Любопытный перегиб в словотворчестве этого типа представляли собой, теперь уже прекратившиеся попытки обольшевичивания языка словами типа пролет-литература, индпошив, кожпальто, ячкаша и др.; поскольку эти неологизмы не отражали ни новых фиктивных, ни новых реальных понятий, они просуществовали недолго и умерли в младенчестве. Очищение от них языка произошло параллельно с отмиранием ранне-большевистской революционной идеологии и с переходом от мифов к фикциям.
Знаменитая «дискуссия о языке», проведенная по инициативе партии и объявившая войну разжигавшейся в двадцатые годы самой же партией враждебности к «литературности» речи и к «интеллигентности» фразеологии, с изумительной легкостью положила конец хаотическому словотворчеству первого периода революции, и в частности наплыву бесконечных вульгаризмов, особенно в языке молодежи и так называемой «молодежной литературы». Болтология (ленинское словечко!), буза, бузотёр, гаврилка, загнуть, заначить, засыпаться, хахаль, шухер и т. п. за редким исключением исчезают из языка.
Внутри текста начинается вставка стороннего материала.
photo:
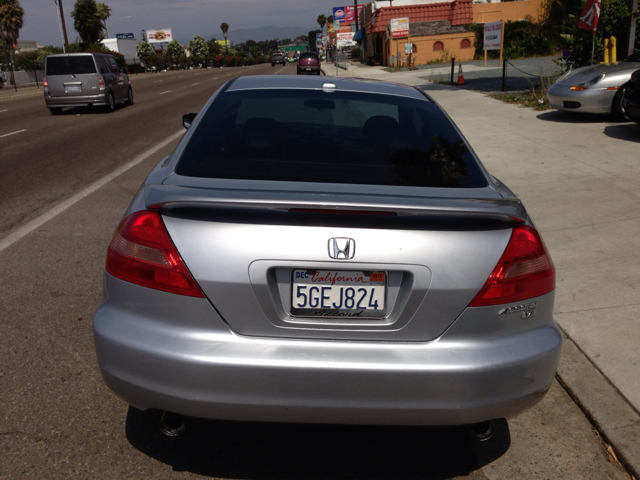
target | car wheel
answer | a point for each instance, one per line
(111, 105)
(617, 110)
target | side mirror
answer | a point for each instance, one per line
(187, 119)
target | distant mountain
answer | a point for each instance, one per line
(258, 34)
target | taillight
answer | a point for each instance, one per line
(524, 271)
(142, 252)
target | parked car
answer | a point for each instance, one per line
(594, 89)
(631, 101)
(277, 57)
(84, 79)
(308, 63)
(385, 278)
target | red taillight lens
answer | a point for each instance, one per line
(141, 252)
(524, 271)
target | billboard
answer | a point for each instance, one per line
(345, 39)
(159, 36)
(339, 15)
(349, 13)
(399, 27)
(492, 35)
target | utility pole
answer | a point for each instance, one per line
(355, 3)
(632, 27)
(64, 27)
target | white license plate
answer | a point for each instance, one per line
(338, 293)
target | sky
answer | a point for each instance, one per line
(185, 18)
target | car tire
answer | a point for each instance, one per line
(111, 103)
(617, 110)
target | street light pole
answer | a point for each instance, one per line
(106, 27)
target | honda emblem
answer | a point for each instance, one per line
(342, 248)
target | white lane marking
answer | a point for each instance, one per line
(13, 133)
(58, 209)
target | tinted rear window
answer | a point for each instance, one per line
(339, 137)
(78, 65)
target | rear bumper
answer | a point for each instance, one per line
(596, 100)
(457, 379)
(631, 101)
(78, 101)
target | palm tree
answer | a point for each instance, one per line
(322, 20)
(12, 18)
(104, 12)
(224, 26)
(87, 21)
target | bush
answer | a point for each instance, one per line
(521, 39)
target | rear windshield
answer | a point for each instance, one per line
(337, 137)
(77, 65)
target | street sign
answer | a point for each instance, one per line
(399, 27)
(492, 35)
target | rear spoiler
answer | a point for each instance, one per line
(169, 197)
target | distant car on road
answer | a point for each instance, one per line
(385, 278)
(631, 102)
(308, 63)
(277, 57)
(594, 89)
(84, 79)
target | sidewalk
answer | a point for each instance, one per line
(579, 176)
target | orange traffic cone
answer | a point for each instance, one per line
(460, 76)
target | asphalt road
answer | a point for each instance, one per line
(58, 420)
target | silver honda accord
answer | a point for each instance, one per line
(372, 272)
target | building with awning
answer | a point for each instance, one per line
(436, 30)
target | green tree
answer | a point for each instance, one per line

С переходом от раннего большевизма к сталинскому его этапу, в результате сталинской революции сверху внимание власти переключилось со словотворчества на творчество речевых шаблонов, попытки революционизации языка уступили место всё усиливающемуся процессу его окостенения, созданию речевых шаблонов и трафаретов.
Положительный вклад большевизма в русский словарь в узком смысле этого слова, по сравнению с произведенными им социальными сдвигами, вовсе не велик. Появились новые понятия, реальные (колхоз, госпоставки), и фикционалистические (запланировать, проработать), некоторые из этих понятий обозначены новыми словами, но далеко не все и даже не большинство.
Словарь не отражает полностью советского духовного мира. Многие новые слова незначительны по своему содержанию; с другой стороны, многие из самых существенных сторон системы находят выражение в старых словах, правда, взятых в измененном значении. Советский язык никак нельзя сводить к словарю. Советский язык это русский язык, сравнительно мало обремененный неологизмами, но внутренне деформированный стихией активной несвободы.
Советский язык не свободен; это в нем главное. В изучении его надо исходить именно из этой его несвободы.
Основное направление давления, которое оказывается сталинизмом на язык, лежит вообще не в плане словотворчества, а в плане переосмысления уже наличествующих слов, причем переосмысление это означает по большей части перекрытие прежнего смысла новым, двойным смыслом: 1) экзотерическим, порой фикционалистическим, порой совершенно фиктивным и 2) эзотерическим, тайным, но действительным. Прежний смысл слова при этом не исчезает бесследно, но продолжает жить в виде драгоценного для пропаганды эмоционального обертона и не менее драгоценного источника ложного его понимания и оценки.
Замечательно, что для обозначения чистых фикций в сталинизме, за редчайшим исключением (вредительство, самокритика) нет новых слов. Фиктивное значение, как правило, приобретают старые слова, иногда вышедшие уже было из употребления, причем одновременно с этим фиктивным значением они приобретают еще и второй смысл. Эволюция таких терминов, как свобода, гуманность, прогресс, преданность, дружба, честь, могут служить здесь достаточно убедительными примерами.
Повторим еще раз: словотворчество в СССР бедно, и тот, кто захотел бы составить представление о русской революции путем изучения советских неологизмов достиг бы цели только для раннего его периода. Для выражения своих понятий большевики сталинской эпохи пользуются готовыми словами, а не создают новых. Такие выражения, как «морально-политическое единство советского народа», «животворный советский патриотизм», «низкопоклонство перед иностранщиной», «безродные космополиты, эти беспачпортные бродяги в человечестве» и множество подобных сами по себе не вызывают особой тревоги за судьбу русского языка. В своих формулировках, быстро становящихся речевыми штампами, сталинизм охотно пользуется словами с несколько даже устарелым колоритом: бдительность, двурушничество, доблесть и т. д.